Лекарство от нерешительности - [38]
— Папа, не знаю, как тебя благодарить.
— Ты ведь не собираешься писать диссертацию по философии?
— Нет, что ты! — испугался я.
— Вот и хорошо. — Папа плеснул виски на три пальца для нас обоих. — Надеюсь, с философией ты завязал. Не могу себе простить, что не убедил тебя поступать в другой колледж. Мое влияние не менее непростительно. — Папа махнул рукой в сторону книжных полок. Между страниц непостижимым образом умещались тридцать лет вечеров. — И все же, Двайт, ты виноват в гораздо большей степени.
— Логично.
Я не спеша потягивал виски. На стене прямо передо мной висел портрет молоденькой Чарли — темный, глянцевый, парадный. Висели там также тяжелые старорежимные часы — прямо над камином, а рядом с компьютером выгибала шею настольная лампа, вся из себя минималистская. В детстве папин кабинет казался мне — честно говоря, это впечатление сохранилось до сих пор по крайней мере до тех пор, когда я сидел напротив папы с чеком в руках, — так вот, кабинет казался мне мировым равновесием в миниатюре, смести которое с лица земли не в состоянии никакие катаклизмы. Сам папа отличался внушительностью фигуры, был плотен, плечист, широк в кости, лицо имел мясистое, нос выдающийся — длинный, слегка раздвоенный на кончике. Нос этот являлся характерным признаком всех Уилмердингов; связь поколений прервалась на папе (у меня был мамин нос, у Алисы — ее собственный). Но теперь папина непотопляемость в моих глазах подверглась сомнению…
— Сиди спокойно, — сказал папа. — У тебя что, шило в заднице? Двайт, я хочу дать тебе совет. Извини, я слишком распустил язык. Ты не находишь, что от частого употребления непристойные выражения замылились, смягчились? Да на что ты там смотришь?!
Я смотрел на фотографию Двайта, висящую на противоположной стене. Двайт же, в черной мантии и квадратной шляпе, слегка наклонив голову, смотрел в объектив, будто ждал (и ведь ждал, мне-то лучше знать!), что вот сейчас вылетит птичка.
— Кажется, это было сто лет назад, — произнес я, хотя на самом деле ничего подобного относительно колледжа мне не казалось.
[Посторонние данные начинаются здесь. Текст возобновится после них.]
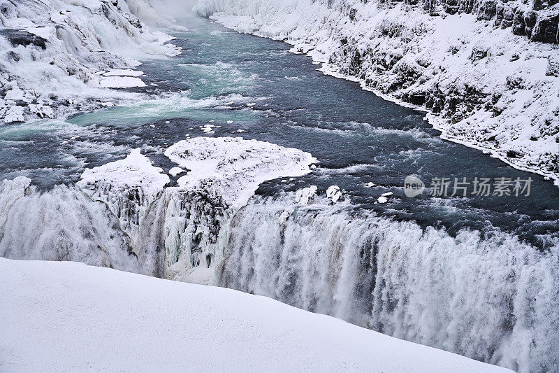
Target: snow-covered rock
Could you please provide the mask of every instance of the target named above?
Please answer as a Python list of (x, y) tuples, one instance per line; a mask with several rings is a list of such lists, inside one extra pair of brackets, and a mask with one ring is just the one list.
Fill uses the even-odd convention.
[(268, 180), (309, 174), (317, 162), (310, 154), (241, 137), (196, 137), (169, 148), (165, 155), (191, 170), (178, 181), (182, 188), (219, 192), (229, 205), (246, 204), (258, 186)]
[(269, 298), (78, 263), (0, 258), (0, 301), (7, 372), (511, 372)]
[[(164, 1), (0, 0), (0, 98), (27, 104), (11, 118), (52, 118), (136, 98), (104, 88), (143, 87), (129, 72), (137, 59), (180, 52), (166, 43), (171, 36), (148, 26), (170, 25), (154, 20), (152, 5)], [(7, 115), (0, 111), (0, 120)]]
[(8, 109), (4, 117), (4, 123), (13, 123), (14, 122), (23, 122), (25, 120), (24, 110), (22, 106), (12, 106)]
[(552, 3), (202, 0), (194, 9), (430, 111), (444, 139), (559, 178), (559, 51), (540, 42), (558, 41)]
[(316, 185), (299, 189), (295, 193), (295, 202), (303, 205), (312, 204), (317, 195), (317, 189)]

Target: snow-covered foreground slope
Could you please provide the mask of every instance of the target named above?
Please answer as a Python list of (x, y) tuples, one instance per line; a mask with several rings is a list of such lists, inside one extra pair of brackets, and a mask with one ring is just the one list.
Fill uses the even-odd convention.
[(170, 36), (148, 27), (170, 25), (152, 3), (0, 0), (0, 122), (55, 118), (132, 98), (103, 88), (143, 86), (126, 70), (139, 64), (135, 59), (179, 53), (165, 43)]
[(557, 43), (556, 6), (202, 0), (194, 9), (240, 32), (284, 40), (325, 62), (326, 73), (431, 111), (444, 138), (559, 176), (559, 51), (538, 41)]
[(511, 372), (269, 298), (0, 258), (3, 372)]

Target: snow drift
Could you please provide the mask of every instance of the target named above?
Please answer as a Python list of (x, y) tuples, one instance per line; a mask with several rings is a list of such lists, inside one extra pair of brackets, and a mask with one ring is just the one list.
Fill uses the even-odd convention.
[(510, 372), (269, 298), (0, 258), (9, 372)]
[(559, 367), (556, 240), (350, 213), (335, 187), (247, 199), (314, 162), (268, 143), (196, 138), (167, 155), (191, 170), (177, 186), (138, 150), (77, 187), (5, 181), (0, 256), (221, 285), (519, 372)]
[(430, 111), (445, 139), (559, 177), (552, 3), (202, 0), (194, 9), (240, 32), (284, 40), (324, 62), (326, 73)]

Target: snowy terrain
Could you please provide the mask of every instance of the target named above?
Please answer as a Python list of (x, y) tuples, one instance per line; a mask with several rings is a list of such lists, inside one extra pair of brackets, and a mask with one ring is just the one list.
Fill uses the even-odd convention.
[(528, 3), (201, 0), (194, 9), (430, 111), (445, 139), (557, 178), (559, 8)]
[(151, 3), (0, 0), (0, 122), (55, 118), (133, 98), (103, 88), (145, 86), (131, 70), (136, 59), (180, 52), (166, 43), (171, 36), (148, 27), (172, 21)]
[[(221, 228), (260, 184), (305, 175), (316, 162), (297, 149), (240, 137), (197, 137), (175, 143), (165, 154), (189, 170), (177, 187), (164, 188), (169, 176), (140, 149), (86, 170), (78, 185), (118, 218), (141, 273), (209, 284), (217, 283), (227, 239), (227, 230)], [(159, 246), (165, 250), (154, 251)]]
[(0, 256), (219, 285), (519, 372), (559, 367), (556, 250), (351, 215), (335, 185), (247, 202), (269, 178), (312, 170), (296, 149), (196, 138), (167, 155), (190, 169), (177, 186), (138, 150), (79, 186), (4, 181)]
[(6, 372), (511, 372), (221, 288), (0, 258)]

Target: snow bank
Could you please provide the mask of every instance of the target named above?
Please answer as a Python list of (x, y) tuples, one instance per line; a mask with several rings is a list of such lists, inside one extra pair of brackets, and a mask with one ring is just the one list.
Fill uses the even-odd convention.
[(147, 0), (0, 0), (0, 120), (53, 118), (133, 98), (103, 88), (142, 87), (140, 78), (97, 72), (178, 54), (166, 43), (171, 36), (145, 23), (162, 25), (157, 14)]
[(557, 178), (559, 52), (535, 41), (557, 43), (559, 10), (539, 1), (532, 8), (498, 1), (202, 0), (194, 9), (240, 32), (284, 40), (324, 62), (326, 73), (431, 111), (444, 139)]
[(175, 143), (165, 155), (191, 170), (178, 180), (183, 188), (218, 191), (238, 209), (268, 180), (302, 176), (317, 160), (308, 153), (242, 137), (196, 137)]
[(510, 372), (269, 298), (0, 258), (10, 372)]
— Послушай, Двайт, что я тебе скажу. Запомни, детство — самый скверный способ подготовки к зрелости. Ты меня слышишь? Потому что детей учат всякой фигне, но ничего не говорят им о времени. О гребаном времени. Так вот тебе мой отцовский совет. Следовало бы чаще пичкать тебя этой байдой; еще лучше было бы пичкать байдой более адекватного отпрыска. — Папа явно хотел казаться более рассерженным, чем был на тот момент; он даже пытался рычать. — Так вот, не строй жизнь на своем детстве! Понимаешь, о чем я? Не строй жизнь на фундаменте своего детства, на сваях, на опорах или как их там! Иначе ты никогда не адаптируешься ни к чему другому. Понятно?
— Папа, я очень хочу принять несколько решений. И как только «абулиникс» начнет действовать…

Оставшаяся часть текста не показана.